The rest of the paper is as follows: Section 2 describes the literature review. Section 3 describes the methodology in great detail. Section 4 describes the results and discussion. Some interesting conclusions are drawn in Section 5.

2. Literature Review

Only a few studies in short-term traffic prediction from the last few decades elaborated network-wide traffic prediction. Most of the approaches engrossed arterial or corridor levels. To increase the accuracy and efficiency of traffic forecasting, numerous studies have been proposed.

On the whole, these approaches are grouped as parametric and nonparametric approaches. In many traffic prediction practices, parametric approaches leverage counts in time series and linear regressive models. To identify the primary travel time pattern, Fei et al. [8] proposed a Bayesian dynamic linear model to predict accurate travel time. To characterize the temporal travel time evolution, many entropy-based measures were proposed by Oh and Park [9]. Ahmed et al. [10] envisaged expressway traffic flow by applying the ARIMA model. When the traffic conditions are regular, parametric approaches are very appropriate to use. However, as traffic data involve nonlinear and stochastic properties, the performance of parametric approaches becomes undesirable. Therefore, applying the techniques mentioned above make traffic prediction unreliable.
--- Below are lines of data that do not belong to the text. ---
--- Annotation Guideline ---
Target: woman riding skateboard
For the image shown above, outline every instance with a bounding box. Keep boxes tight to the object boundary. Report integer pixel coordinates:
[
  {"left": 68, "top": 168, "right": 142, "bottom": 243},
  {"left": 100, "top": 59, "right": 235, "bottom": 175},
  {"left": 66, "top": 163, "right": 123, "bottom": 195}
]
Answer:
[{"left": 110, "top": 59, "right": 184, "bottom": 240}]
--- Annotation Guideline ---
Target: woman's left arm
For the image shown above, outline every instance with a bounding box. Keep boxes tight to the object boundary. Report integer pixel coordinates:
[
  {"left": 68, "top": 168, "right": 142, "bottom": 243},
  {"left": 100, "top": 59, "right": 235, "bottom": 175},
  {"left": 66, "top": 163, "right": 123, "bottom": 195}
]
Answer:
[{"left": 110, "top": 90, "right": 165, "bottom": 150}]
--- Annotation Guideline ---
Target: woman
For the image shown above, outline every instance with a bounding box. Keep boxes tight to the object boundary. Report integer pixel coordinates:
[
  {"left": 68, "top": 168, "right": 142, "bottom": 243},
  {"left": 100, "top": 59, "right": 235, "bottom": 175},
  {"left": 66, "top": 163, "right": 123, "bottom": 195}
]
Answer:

Regarding nonparametric approaches, also known as data-driven models, during the traffic speed prediction, Cai et al. [11] proposed the KNN model to depict the spatiotemporal correlation. MingHeng et al. [12] proposed a short-term traffic flow model based on SVM to predict multistep traffic flow prediction. When traffic conditions are large in scale and complex with intersections and loops, upstream and downstream both refer to relative positions, and two arbitrarily locations can be downstream and upstream. The upstream and downstream are defined with respect to space, while forward and backward dependencies are defined with respect to time.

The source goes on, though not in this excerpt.